I'd like to save all these layers to separate files with only the content and size of each layer.
I found this script for gimp: https://github.com/jiilee/gimp
Unfortunately that script creates files with the full size of the image and not the size of each layer.
To give an example: An image with that is 700px wide and 400px high. A layer is placed at x: 100px, y: 29px with width: 72px, height: 21px; The script I found makes a file that is 700px x 400px and not as I need 72px x 21px.
Is it possible to do this automatically?
Yes, but I'd recommend the use of Python as a scripting language in this case, rather than script-fu. For something like this, you would not even need a plug-in, you can just type something like the following on filters->python-fu->console
>>> img = gimp.image_list()[0]
>>> img.layers[0].name
'C'
>>> folder = "/tmp/"
>>> for layer in img.layers:
... name = folder + layer.name + ".png"
... pdb.gimp_file_save(img, layer, name, name)
...
>>>
Done! This snippet assumes a single image open in GIMP (it takes the last open
image in the list by default with the [0]
.)
The call to export an image takes in a drawable (which can be a layer, a mask, or other item) as input, and saves the file guessing the type by the filename extension with the default parameters.

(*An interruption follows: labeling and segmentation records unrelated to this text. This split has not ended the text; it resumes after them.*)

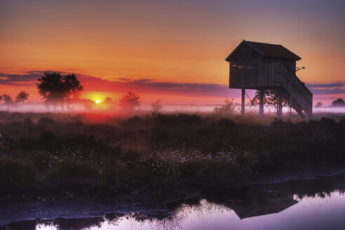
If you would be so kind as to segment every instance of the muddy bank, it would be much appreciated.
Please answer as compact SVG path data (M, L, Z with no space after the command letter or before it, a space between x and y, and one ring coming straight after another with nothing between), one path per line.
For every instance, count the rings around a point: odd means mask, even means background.
M341 174L279 183L247 184L237 188L142 189L107 197L75 194L70 191L63 191L60 196L7 196L0 201L0 229L20 229L23 223L27 226L29 223L36 226L40 222L74 224L76 222L90 222L95 224L95 222L114 220L128 215L139 219L163 219L172 217L182 204L198 205L201 199L241 210L257 203L253 201L264 203L291 199L293 194L298 197L322 196L334 191L344 190L345 174ZM290 201L293 204L293 200Z

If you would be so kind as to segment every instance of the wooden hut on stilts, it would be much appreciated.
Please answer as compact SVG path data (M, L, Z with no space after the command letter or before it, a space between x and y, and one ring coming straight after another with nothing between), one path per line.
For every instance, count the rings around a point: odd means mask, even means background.
M241 114L245 114L245 90L259 92L259 114L264 116L264 90L276 89L280 97L302 117L312 117L313 94L296 76L296 61L301 58L281 45L243 40L225 59L229 62L230 88L242 89ZM278 114L283 114L281 100Z

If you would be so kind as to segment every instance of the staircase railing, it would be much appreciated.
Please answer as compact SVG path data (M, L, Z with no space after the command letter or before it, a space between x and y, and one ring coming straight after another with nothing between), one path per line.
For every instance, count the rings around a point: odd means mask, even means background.
M296 74L285 64L274 63L275 74L280 76L281 86L292 97L292 107L301 107L310 117L312 116L313 94ZM289 102L290 98L286 98ZM298 104L294 104L297 103Z

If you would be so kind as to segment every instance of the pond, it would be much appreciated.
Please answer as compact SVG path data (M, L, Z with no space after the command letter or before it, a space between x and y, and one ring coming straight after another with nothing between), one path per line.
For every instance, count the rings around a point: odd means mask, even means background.
M342 175L208 191L165 203L165 208L158 203L156 206L154 203L140 204L131 201L128 201L131 208L121 204L111 210L107 202L102 215L97 215L102 209L99 203L93 205L91 201L90 206L83 207L74 201L76 208L66 208L64 212L63 205L53 205L46 209L53 215L43 209L34 220L24 220L28 217L25 213L29 210L24 213L22 210L22 221L16 219L0 229L344 229L344 179ZM60 211L54 212L55 209ZM80 216L75 217L76 214ZM56 218L49 219L54 215Z

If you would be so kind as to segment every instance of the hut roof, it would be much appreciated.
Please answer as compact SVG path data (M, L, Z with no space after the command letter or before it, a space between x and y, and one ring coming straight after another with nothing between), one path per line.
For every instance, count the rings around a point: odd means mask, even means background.
M225 59L226 61L230 61L230 57L243 44L246 44L253 50L259 53L264 57L272 57L286 59L293 59L296 60L302 58L283 46L282 45L275 45L261 42L249 41L243 40L234 51Z

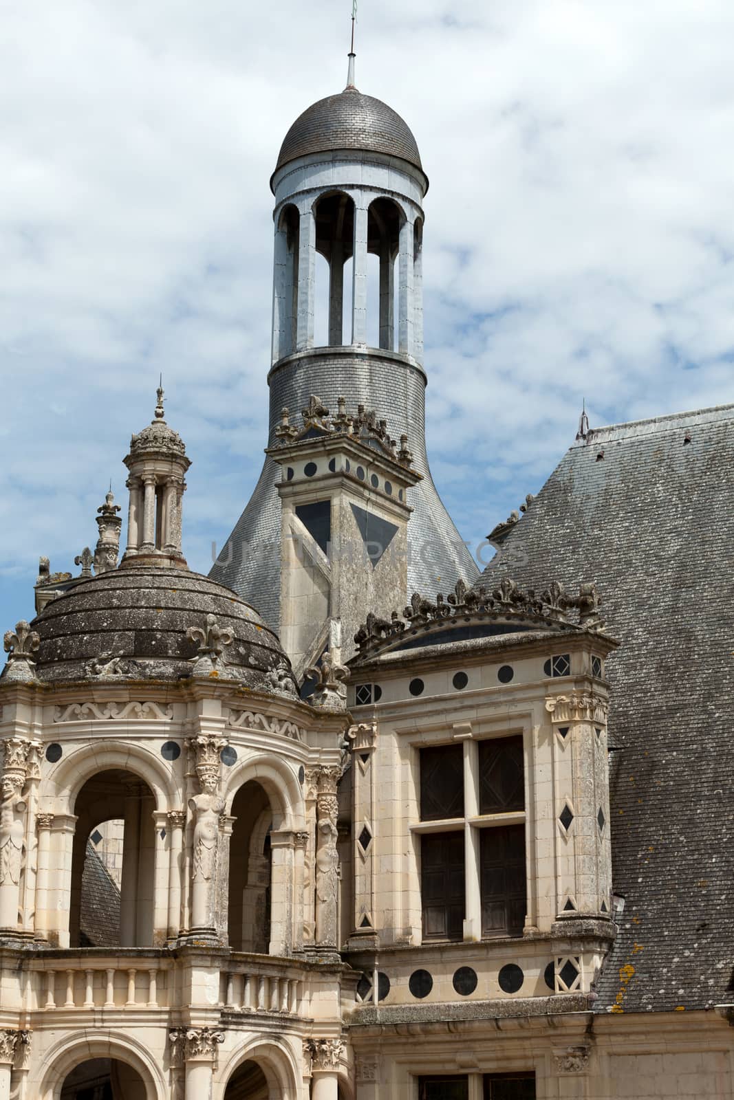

And, of course, you can improve on it by creating a more elaborate naming scheme for the files, and so on. To make this core into an automated working python-fu plug-in, you just have to put it inside a function, in a .py file in your personal plug-in directory. (if on Unix/Mac OS/Linux you have to set it as executable as well) - and make calls to the register and main functions of GIMP-fu, in the same file - pick an example for here, http://www.ibm.com/developerworks/opensource/library/os-autogimp/ on how to arrange the file and make these calls. (You can go straight to listing 6).